Chen Xi, professeur agrégé de politique et d’économie de la santé à l’Université de Yale, a déclaré samedi au Chine Direct que l’OMS est susceptible de porter un jugement précis lors de la prochaine réunion et que ce n’est pas le moment d’annoncer la fin de la pandémie maintenant.

« C’est toujours l’hiver dans l’hémisphère nord et de nombreux pays connaissent encore une augmentation rapide des infections, ou viennent de dépasser les pics d’infection. Les taux globaux d’infection et de mortalité sont toujours plus élevés que les autres maladies infectieuses », a-t-il déclaré.
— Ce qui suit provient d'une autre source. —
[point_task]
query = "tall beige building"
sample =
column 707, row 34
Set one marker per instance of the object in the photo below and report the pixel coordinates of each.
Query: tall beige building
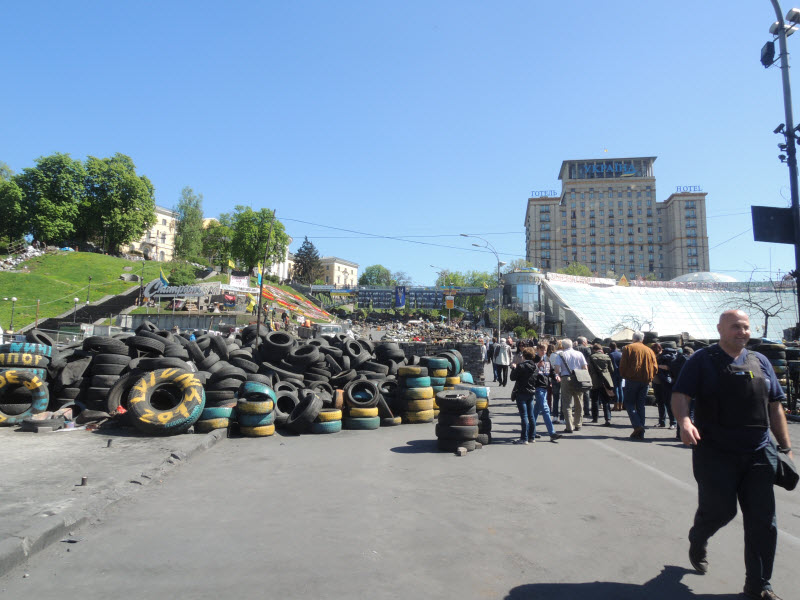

En outre, une fois l’annonce faite, les pays pourraient réduire davantage l’investissement dans la santé publique, ce qui constituera une menace pour les autorités locales dans la surveillance des nouvelles variantes et dans le partage des informations en temps opportun, a déclaré Chen.

Il y a certaines exigences à respecter en termes de réduction de la réponse COVID à l’échelle mondiale, notamment en réduisant davantage le taux de mortalité et en augmentant l’accessibilité des vaccins et des médicaments antiviraux, ont déclaré des experts.

Le chef de l’OMS, Tedros Adhanom Ghebreyesus, a déclaré vendredi lors d’un briefing que la réponse mondiale reste entravée car dans trop de pays, ces outils puissants et vitaux ne parviennent toujours pas aux populations qui en ont le plus besoin, en particulier les personnes âgées et les agents de santé.

« Bien que nous soyons clairement en meilleure forme qu’il y a trois ans, lorsque cette pandémie a frappé pour la première fois, la réponse collective mondiale est à nouveau mise à rude épreuve », a déclaré Tedros dans les médias la semaine dernière.